Until two months ago I had never heard of Queen Anacaona, the golden flower. At first I thought she was a mythical character resurrected from legends long lost in the rain forests of the Caribbean. Very rapidly, however, I learned she was not myth, but a heroic queen of the Taino people, born in what today is known as Haiti, and the events of her life have been recorded as historical fact.
That she and her people were massacred by the invading Spanish is also fact. Some of the queen’s biographical information is written in French and some in Spanish, but there is much reliable information on the Internet written in English.
Briefly, according to Wikipedia (http://en.wikipedia.org/wiki/Anacaona), Anacaona (1464 – c. 1504), also called the Golden Flower, was a Taíno cacique (chief), sister of Bohechío and wife of Caonabo, chief of a nearby territory, two of the five highest caciques who ruled the island of Hispaniola when the Spaniards settled there in 1492. She was celebrated as a composer of ballads and narrative poems, called areítos.

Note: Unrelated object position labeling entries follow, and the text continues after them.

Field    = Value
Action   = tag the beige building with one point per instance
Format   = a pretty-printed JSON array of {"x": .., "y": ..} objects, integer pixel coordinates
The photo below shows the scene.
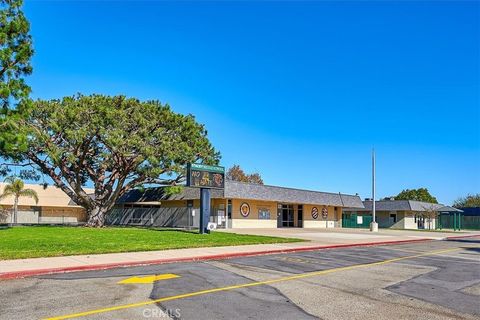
[
  {"x": 54, "y": 206},
  {"x": 398, "y": 214},
  {"x": 239, "y": 205}
]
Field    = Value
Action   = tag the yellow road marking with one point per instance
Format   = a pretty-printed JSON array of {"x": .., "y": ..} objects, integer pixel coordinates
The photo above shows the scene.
[
  {"x": 148, "y": 279},
  {"x": 245, "y": 285}
]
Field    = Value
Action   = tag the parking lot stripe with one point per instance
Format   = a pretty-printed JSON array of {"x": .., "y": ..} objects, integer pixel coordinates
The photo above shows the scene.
[
  {"x": 246, "y": 285},
  {"x": 148, "y": 279}
]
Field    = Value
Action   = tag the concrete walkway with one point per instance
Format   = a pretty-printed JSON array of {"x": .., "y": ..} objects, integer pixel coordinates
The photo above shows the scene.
[{"x": 317, "y": 239}]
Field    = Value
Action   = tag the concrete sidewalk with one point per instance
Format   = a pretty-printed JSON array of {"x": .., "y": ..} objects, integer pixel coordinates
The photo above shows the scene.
[{"x": 316, "y": 240}]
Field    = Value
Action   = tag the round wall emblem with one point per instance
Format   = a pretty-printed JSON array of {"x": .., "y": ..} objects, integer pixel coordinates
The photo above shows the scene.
[
  {"x": 324, "y": 213},
  {"x": 245, "y": 209}
]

Anacaona became chief of Jaragua after her brother’s death. Her husband Caonabo, suspected of having organized the attack on La Navidad (Spanish settlement on northern Haiti), was captured and shipped to Spain; he died in a shipwreck during the journey.
During a feast organized by eight regional chieftains (caciques) to honor Anacaona, the Golden Flower, Spanish Governor Nicolás de Ovando ordered the meeting house set on fire. He arrested Anacaona and her Taíno noblemen, all were accused of conspiracy and were executed. While others were shot, Anacaona was executed by hanging. She was thirty-nine years old.
According to the site Caribbean Amerindian Centrelink, (http://www.centrelink.org/anacaonaresources.htm)
“The historical Anacaona is a figure that has attained almost legendary status in narratives of anti-colonial resistance in Hispaniola during the early years of Spanish conquest. The story of Anacaona is one of both courage and tragedy, a story that lends itself to considerable reworking in the historical imagination. In reading various online resources, some of which provide references to published works, the reader must keep in mind that everything we know about Anacaona comes to us not from indigenous sources, or from dispassionate scholarly observers on the ground, rather we receive what we know from Spanish colonial chronicles, which means that, at best, our knowledge will always be second hand, incomplete, and a product of colonialism itself.”